An Eco-sustainable World



The grassland develops in the areas, located at mid-latitudes, where there is not enough humidity to form the forests but in which the dry season is not so dry as to prevent the growth of the vegetation. The climate to which this plant formation is linked is characterized by cold winters and hot and dry summers, with scarce and irregular rainfall. Characteristics of the grassland are the frequent fires and grazing of livestock or wild animals, also determining factors of the type of vegetation mainly herbaceous of this biome. Grasses in fact have the ability to grow back much more quickly than woody plants after a fire or after grazing a herd of herbivores. The grasses are the prevailing plant family of the prairies, generally mixed with other herbaceous plants, as, in the humid regions, numerous species of wild flowers. Trees and bushes tend to grow only along the banks of watercourses or in transition zones from wet grassland to temperate forest. The largest expanses of prairies in the northern hemisphere are located in North America (the so-called Great Plains) and in Russia.

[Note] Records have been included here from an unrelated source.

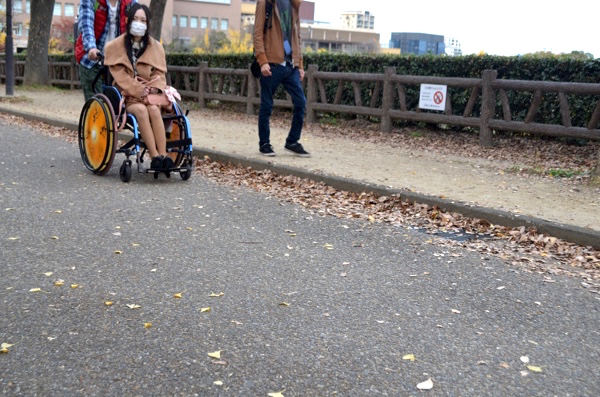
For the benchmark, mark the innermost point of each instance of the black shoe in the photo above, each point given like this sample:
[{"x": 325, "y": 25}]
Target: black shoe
[
  {"x": 168, "y": 163},
  {"x": 297, "y": 149},
  {"x": 157, "y": 163},
  {"x": 267, "y": 150}
]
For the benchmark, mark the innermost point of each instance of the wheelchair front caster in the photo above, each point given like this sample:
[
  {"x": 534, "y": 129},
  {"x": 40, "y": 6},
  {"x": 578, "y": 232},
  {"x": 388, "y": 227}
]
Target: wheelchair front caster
[
  {"x": 187, "y": 173},
  {"x": 125, "y": 171}
]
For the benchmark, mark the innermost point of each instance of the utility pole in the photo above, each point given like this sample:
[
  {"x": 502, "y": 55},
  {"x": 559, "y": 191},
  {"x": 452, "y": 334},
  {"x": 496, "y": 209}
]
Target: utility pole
[{"x": 8, "y": 50}]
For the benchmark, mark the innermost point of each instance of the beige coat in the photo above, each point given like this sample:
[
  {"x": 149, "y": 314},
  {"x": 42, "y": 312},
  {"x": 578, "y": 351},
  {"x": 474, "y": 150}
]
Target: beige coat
[
  {"x": 268, "y": 47},
  {"x": 151, "y": 65}
]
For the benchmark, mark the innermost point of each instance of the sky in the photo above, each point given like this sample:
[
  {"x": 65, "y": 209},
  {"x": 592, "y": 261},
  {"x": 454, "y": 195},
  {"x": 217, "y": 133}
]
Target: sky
[{"x": 508, "y": 27}]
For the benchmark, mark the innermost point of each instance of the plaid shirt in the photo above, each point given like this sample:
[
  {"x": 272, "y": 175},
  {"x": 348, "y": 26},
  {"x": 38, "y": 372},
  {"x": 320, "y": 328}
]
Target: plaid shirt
[{"x": 86, "y": 16}]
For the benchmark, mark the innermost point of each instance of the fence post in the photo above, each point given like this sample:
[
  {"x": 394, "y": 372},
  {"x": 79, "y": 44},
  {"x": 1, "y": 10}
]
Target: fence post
[
  {"x": 488, "y": 107},
  {"x": 311, "y": 93},
  {"x": 202, "y": 84},
  {"x": 251, "y": 93},
  {"x": 387, "y": 100}
]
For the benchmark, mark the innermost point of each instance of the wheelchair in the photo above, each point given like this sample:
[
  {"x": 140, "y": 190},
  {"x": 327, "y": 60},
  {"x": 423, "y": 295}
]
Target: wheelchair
[{"x": 102, "y": 118}]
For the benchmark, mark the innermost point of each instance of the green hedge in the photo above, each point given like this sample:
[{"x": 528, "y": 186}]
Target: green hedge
[{"x": 558, "y": 69}]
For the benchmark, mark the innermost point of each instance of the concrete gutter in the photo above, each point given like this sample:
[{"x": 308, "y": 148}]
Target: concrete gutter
[{"x": 573, "y": 234}]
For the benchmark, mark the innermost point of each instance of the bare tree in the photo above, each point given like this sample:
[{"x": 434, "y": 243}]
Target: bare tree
[
  {"x": 157, "y": 11},
  {"x": 36, "y": 64}
]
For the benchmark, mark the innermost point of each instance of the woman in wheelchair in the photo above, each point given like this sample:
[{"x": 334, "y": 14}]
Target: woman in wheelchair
[{"x": 138, "y": 66}]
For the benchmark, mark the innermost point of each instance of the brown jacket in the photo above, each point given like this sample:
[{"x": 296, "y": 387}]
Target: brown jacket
[
  {"x": 152, "y": 64},
  {"x": 268, "y": 47}
]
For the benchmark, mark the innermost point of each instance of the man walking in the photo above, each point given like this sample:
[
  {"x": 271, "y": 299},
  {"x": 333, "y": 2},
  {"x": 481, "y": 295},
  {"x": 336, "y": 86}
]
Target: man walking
[
  {"x": 99, "y": 22},
  {"x": 277, "y": 49}
]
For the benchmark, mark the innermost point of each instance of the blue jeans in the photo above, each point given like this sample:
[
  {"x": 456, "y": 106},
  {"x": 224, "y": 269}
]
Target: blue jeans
[{"x": 290, "y": 78}]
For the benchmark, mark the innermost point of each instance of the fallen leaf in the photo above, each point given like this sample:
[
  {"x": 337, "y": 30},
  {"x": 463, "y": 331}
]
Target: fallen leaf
[{"x": 426, "y": 385}]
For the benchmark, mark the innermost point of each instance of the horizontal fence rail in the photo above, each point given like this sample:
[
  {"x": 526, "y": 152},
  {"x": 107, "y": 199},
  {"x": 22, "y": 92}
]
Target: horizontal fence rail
[{"x": 483, "y": 103}]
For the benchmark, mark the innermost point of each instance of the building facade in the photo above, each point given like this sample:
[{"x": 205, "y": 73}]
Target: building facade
[
  {"x": 418, "y": 43},
  {"x": 358, "y": 20}
]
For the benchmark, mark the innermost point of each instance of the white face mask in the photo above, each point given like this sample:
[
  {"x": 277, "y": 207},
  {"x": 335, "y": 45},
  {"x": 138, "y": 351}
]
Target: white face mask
[{"x": 137, "y": 29}]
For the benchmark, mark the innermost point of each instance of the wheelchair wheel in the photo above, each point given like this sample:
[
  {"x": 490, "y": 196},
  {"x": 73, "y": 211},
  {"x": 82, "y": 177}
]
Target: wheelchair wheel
[
  {"x": 125, "y": 171},
  {"x": 97, "y": 137}
]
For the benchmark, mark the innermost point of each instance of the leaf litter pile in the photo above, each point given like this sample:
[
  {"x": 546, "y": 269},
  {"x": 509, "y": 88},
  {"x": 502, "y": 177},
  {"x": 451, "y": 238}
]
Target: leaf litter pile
[{"x": 523, "y": 247}]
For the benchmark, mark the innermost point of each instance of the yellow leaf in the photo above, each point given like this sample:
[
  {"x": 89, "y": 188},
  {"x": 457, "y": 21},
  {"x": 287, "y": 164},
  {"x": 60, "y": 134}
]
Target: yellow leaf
[{"x": 426, "y": 385}]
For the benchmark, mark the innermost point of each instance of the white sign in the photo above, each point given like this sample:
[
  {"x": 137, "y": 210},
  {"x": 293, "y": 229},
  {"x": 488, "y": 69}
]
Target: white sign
[{"x": 433, "y": 97}]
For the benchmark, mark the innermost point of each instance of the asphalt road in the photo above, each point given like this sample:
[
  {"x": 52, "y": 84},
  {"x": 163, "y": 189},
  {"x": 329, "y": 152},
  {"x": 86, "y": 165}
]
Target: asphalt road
[{"x": 310, "y": 305}]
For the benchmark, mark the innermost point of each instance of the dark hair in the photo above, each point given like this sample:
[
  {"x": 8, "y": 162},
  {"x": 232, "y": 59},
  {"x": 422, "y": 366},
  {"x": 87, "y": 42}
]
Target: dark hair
[{"x": 129, "y": 37}]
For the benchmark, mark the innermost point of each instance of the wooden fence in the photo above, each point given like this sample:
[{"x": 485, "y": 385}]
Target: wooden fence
[{"x": 387, "y": 96}]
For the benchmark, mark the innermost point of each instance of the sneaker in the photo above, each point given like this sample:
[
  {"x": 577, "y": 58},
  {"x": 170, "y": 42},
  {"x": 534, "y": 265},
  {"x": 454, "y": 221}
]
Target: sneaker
[
  {"x": 267, "y": 150},
  {"x": 297, "y": 149},
  {"x": 168, "y": 163},
  {"x": 157, "y": 163}
]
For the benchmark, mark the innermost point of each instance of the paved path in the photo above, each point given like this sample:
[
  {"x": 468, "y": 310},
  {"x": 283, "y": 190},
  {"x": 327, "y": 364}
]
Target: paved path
[
  {"x": 475, "y": 187},
  {"x": 310, "y": 306}
]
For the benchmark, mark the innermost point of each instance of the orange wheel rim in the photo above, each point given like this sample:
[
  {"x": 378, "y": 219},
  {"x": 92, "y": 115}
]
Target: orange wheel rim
[{"x": 97, "y": 139}]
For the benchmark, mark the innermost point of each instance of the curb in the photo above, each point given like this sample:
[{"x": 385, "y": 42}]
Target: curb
[{"x": 570, "y": 233}]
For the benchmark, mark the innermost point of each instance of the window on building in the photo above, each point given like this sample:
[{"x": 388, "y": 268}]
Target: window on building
[{"x": 69, "y": 10}]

In the United States of America the climate gradually becomes more arid going west: in fact, it passes from the lush grassland of the East, characterized by vast expanses of herbaceous plants, up to the extensive and arid plains of the West, where the vegetation is constituted from low bushes scattered. In Asia the situation is the opposite, that is to say, from the grassland of Eastern Europe, reminiscent of those of the North American East, up to the dry steppes of Kazakhstan and Mongolia, which resemble those of the western United States. The emerged lands of the temperate belt of the southern or southern hemisphere are much less extensive than those located in the northern hemisphere, and consequently the vast expanses of grasslands are few in this area. The most important are the pampas of Argentina and Uruguay. Unlike most of the steppes and prairies, which usually form within the continents, the pampas extend along the Atlantic Ocean coastline. The factors that favor the growth of herbaceous plants in these regions are the semi-arid climate combined with the flat land, characterized by poor drainage. Other meadows and steppes in the southern hemisphere are found in southeastern Australia, in the Murray river basin, in parts of New Zealand and South Africa, in the High Veld (northern Karroo).